Miguel Nicolelis, M.D., Ph.D., is the Duke School of Medicine Distinguished Professor of Neuroscience, Duke University Professor of Neurobiology, Biomedical Engineering and Psychology and Neuroscience, and founder of Duke's Center for Neuroengineering. He is the founder and Scientific Director of the Edmond and Lily Safra International Institute for Neuroscience of Natal.
Watch Miguel Nicolelis's Shannon Lecture from March 21, 2019:
In his distinguished career, Nicolelis has focused on the development of a brain-machine interface, and his team is now able to demonstrate the possibility of primates interacting directly and bidirectionally without the use of muscles or sensory organs, but solely through brain-machine interfaces. Recent research by Nicolelis looks at how neuron ensembles encode motor information, and how different neuroprosthetic designs function with the body. Even more exciting is that when these interfaces are used for robotic arms or legs, significant changes occur in the neural circuits that help the subject "feel" as if the prostheses were part of the body.
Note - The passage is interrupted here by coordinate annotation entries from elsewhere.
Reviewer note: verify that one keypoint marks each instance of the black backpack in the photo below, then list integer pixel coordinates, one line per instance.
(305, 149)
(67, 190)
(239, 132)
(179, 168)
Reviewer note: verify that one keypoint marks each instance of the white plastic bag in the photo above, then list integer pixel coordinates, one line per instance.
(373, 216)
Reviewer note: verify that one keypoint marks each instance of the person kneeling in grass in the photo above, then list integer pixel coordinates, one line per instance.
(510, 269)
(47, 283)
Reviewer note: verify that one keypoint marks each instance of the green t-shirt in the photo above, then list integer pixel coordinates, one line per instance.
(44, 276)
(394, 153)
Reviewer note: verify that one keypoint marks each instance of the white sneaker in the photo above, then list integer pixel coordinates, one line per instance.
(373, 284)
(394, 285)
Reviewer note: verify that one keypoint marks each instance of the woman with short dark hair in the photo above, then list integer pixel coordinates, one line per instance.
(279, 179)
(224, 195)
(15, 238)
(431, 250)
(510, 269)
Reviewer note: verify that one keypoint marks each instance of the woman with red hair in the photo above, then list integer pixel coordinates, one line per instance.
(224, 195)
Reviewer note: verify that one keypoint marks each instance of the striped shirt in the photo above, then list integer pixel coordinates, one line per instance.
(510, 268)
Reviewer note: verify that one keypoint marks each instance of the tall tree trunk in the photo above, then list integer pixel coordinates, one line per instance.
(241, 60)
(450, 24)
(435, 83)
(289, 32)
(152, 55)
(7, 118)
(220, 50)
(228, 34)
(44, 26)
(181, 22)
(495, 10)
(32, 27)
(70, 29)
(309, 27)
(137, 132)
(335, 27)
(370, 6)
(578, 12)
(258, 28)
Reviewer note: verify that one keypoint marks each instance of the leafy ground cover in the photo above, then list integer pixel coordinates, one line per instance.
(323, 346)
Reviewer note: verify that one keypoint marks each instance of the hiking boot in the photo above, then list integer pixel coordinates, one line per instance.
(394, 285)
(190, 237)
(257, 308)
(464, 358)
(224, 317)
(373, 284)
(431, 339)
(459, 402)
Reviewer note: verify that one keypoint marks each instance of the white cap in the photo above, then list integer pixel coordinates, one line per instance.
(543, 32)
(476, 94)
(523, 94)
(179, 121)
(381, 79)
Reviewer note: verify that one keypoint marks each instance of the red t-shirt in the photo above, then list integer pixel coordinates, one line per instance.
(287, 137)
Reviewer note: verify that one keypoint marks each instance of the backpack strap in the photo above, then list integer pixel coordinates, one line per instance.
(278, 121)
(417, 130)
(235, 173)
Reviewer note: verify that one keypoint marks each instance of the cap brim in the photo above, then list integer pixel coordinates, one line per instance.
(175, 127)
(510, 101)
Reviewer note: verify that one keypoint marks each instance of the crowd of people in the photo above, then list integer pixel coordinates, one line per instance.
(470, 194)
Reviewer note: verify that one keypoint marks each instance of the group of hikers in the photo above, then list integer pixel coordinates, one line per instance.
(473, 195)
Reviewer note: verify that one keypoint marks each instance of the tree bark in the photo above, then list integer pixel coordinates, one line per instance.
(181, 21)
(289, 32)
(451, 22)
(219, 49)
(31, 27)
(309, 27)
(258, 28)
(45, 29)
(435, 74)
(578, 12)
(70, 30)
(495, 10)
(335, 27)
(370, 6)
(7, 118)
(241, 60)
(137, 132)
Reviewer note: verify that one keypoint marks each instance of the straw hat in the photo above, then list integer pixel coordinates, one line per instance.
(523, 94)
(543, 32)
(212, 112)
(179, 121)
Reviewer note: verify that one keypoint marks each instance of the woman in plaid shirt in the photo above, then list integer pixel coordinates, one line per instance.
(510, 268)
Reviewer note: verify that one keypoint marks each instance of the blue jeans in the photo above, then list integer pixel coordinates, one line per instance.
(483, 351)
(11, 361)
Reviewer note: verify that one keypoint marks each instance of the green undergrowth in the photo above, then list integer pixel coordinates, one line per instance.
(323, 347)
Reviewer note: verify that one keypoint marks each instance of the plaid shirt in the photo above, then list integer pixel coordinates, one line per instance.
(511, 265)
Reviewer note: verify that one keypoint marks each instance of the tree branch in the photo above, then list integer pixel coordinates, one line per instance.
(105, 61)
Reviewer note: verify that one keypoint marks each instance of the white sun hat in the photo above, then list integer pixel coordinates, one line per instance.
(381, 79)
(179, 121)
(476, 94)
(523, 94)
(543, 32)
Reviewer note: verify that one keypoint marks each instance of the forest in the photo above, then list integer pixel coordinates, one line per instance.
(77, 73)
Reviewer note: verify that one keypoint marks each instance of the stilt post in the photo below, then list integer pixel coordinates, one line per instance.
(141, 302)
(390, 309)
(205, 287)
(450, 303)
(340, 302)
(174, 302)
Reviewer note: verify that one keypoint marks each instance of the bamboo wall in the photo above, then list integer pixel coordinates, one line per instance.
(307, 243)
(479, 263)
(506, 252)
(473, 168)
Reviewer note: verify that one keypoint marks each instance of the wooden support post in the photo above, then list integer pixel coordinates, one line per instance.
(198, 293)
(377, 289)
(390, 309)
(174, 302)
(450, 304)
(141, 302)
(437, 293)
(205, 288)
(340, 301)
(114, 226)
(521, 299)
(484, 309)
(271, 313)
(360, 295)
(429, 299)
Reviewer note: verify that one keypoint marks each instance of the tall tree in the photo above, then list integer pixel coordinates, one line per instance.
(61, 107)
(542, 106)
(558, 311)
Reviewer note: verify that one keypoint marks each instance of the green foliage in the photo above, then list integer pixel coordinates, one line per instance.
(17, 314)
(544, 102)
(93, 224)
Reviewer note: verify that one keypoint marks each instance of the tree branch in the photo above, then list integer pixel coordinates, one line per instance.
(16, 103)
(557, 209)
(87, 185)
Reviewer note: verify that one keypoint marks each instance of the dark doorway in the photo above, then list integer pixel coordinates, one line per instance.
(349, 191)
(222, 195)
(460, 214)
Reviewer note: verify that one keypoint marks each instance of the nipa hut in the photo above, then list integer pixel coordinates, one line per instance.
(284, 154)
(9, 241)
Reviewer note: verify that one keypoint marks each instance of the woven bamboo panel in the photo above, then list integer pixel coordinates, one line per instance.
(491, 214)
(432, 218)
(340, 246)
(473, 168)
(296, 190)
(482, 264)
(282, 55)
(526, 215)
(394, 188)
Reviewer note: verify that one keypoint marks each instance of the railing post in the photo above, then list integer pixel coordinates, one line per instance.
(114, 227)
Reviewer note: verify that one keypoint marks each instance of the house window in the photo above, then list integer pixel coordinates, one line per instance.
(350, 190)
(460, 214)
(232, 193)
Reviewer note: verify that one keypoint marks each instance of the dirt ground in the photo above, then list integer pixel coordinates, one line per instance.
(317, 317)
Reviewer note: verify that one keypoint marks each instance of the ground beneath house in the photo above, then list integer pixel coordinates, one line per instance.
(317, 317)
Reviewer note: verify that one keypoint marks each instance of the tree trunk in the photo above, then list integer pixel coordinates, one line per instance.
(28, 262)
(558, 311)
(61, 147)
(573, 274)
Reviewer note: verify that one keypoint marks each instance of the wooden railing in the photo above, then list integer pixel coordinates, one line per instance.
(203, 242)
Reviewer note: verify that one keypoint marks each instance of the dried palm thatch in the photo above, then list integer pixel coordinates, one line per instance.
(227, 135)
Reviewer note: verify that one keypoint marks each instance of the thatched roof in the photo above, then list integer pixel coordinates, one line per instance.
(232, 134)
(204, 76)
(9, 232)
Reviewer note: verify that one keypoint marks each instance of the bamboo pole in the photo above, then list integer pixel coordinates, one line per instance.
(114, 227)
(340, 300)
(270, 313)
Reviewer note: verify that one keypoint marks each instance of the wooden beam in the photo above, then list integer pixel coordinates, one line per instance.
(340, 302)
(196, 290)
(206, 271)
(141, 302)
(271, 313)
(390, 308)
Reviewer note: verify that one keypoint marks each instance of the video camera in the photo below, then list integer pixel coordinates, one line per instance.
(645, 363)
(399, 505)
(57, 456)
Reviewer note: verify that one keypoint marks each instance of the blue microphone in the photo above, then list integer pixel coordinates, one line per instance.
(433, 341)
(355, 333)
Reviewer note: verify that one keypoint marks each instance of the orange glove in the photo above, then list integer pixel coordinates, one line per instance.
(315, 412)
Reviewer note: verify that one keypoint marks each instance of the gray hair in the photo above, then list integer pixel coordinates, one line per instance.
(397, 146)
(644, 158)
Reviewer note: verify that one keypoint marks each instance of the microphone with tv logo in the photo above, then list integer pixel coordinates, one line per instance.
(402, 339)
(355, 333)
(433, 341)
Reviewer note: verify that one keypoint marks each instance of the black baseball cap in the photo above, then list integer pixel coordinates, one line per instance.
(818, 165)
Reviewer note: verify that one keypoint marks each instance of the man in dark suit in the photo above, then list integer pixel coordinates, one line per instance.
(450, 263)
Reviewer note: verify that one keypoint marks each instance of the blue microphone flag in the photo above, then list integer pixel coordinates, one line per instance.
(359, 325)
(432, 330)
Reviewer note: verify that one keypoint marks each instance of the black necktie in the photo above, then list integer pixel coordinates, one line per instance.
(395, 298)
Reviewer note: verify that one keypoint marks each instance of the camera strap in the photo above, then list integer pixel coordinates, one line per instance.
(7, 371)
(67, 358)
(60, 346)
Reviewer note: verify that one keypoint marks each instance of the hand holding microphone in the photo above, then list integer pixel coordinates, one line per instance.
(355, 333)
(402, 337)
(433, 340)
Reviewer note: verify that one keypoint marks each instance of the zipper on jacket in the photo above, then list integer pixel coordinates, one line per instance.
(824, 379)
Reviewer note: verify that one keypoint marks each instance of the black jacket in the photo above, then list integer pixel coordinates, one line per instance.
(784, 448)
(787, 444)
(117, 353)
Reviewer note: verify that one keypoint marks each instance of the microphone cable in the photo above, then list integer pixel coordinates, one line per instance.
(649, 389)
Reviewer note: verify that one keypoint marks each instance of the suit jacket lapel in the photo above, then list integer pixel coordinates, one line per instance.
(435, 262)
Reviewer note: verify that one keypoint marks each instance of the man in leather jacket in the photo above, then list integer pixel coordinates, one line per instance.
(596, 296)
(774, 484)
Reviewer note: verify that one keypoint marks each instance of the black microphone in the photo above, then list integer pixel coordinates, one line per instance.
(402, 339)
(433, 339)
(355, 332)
Nicolelis and his team were also pioneers in development of advanced brain-machine interfaces (BMI), following in the footsteps of earlier researchers, beginning with Richard Canton's 1875 discovery of electrical signals in animal brains and Hans Berger's 1924 invention of electroencephalography (EEG). The BMI developed by Nicolelis's team is a device that translates neuronal information into commands that can control external software or hardware such as a computer or robotic arm. Their BMI studies have become extremely influential because they offer potential therapies for patients suffering from severe levels of paralysis, Parkinson’s disease, and epilepsy. This work has inspired numerous neuroscience laboratories in the US, Europe, Asia, and Latin America in other studies of mammalian neuronal systems.
He is also founder of the Walk Again Project, an international consortium of scientists and engineers, that aims to develop an exoskeleton device to assist severely paralyzed patients in regaining full body mobility. He concentrates on technologies to design therapeutic approaches for patients with neurological disorders.